A second issue on rating scales concerns the number of points on the scale. More points yield greater variability, which is better for analytical purposes for two main reasons. First, scales with more points discriminate better between top and poor performers so tend to have greater utility for management decision making and tracking. Second, it is easier to establish ‘covariance’ between two variables with greater dispersion (i.e. variance around their means). Covariance is critical to the development of robust multivariate dependence models such as identifying the drivers of employee commitment or customer loyalty, or establishing the relationship between employee satisfaction and customer satisfaction. 10-point scales are therefore much better than 5-point scales and are not feasible for verbal scales where each point on the scale requires a verbal description.

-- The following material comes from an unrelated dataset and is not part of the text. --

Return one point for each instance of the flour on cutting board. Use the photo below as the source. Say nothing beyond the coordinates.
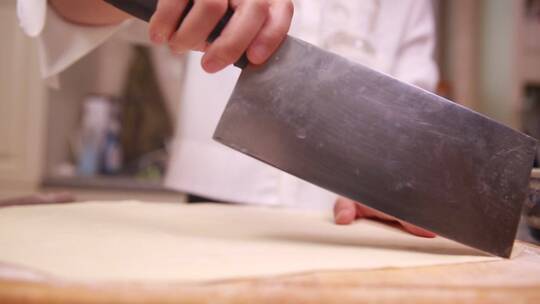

Comparability with customer measures
To establish reliable links between employee and customer measures, the data must be comparable. This will be determined by the scale used on the questionnaire and the timing of the surveys. Obviously, both surveys should use a 10-point numerical scale. This is easy to implement, even for companies that currently use a verbal scale. Timing, however, can be more difficult.For example, a large retailer collects customer data on a continuous basis with a rolling programme of store surveys, but the employee survey follows the traditional approach of a one-off annual survey. Consequently there is a risk that comparing customer and employee measures could be invalidated if the time difference and seasonality between the two surveys is too great for individual stores. We therefore recommend one month each year when the major customer and employee surveys take place. Companies wanting to track customer satisfaction on a monthly or quarterly basis can usually do so quite adequately with smaller scale tracking surveys in the intervening months.
Summary
To summarise the points made in this article:- The ability to develop workable Profit Chain models is one of the main new sources of competitive advantage to emerge in recent times, but one which has been sadly under-utilised by UK companies.
- To accurately quantify the relationships between employee satisfaction, customer satisfaction and profit, employee and customer surveys must be totally compatible.
- To ensure that the questions asked provide valid measures of employee and customer satisfaction, exploratory research should be conducted with subsequent survey questions based on the factors that are most important to employees / customers.
- Due to the demanding statistical requirements of Profit Chain modelling, the required rating scale is the 10 point numerical scale.
- Compatibility with customer data will also be important in other respects, especially timing. The customer and employee measures that are being compared must be collected at the same point in time.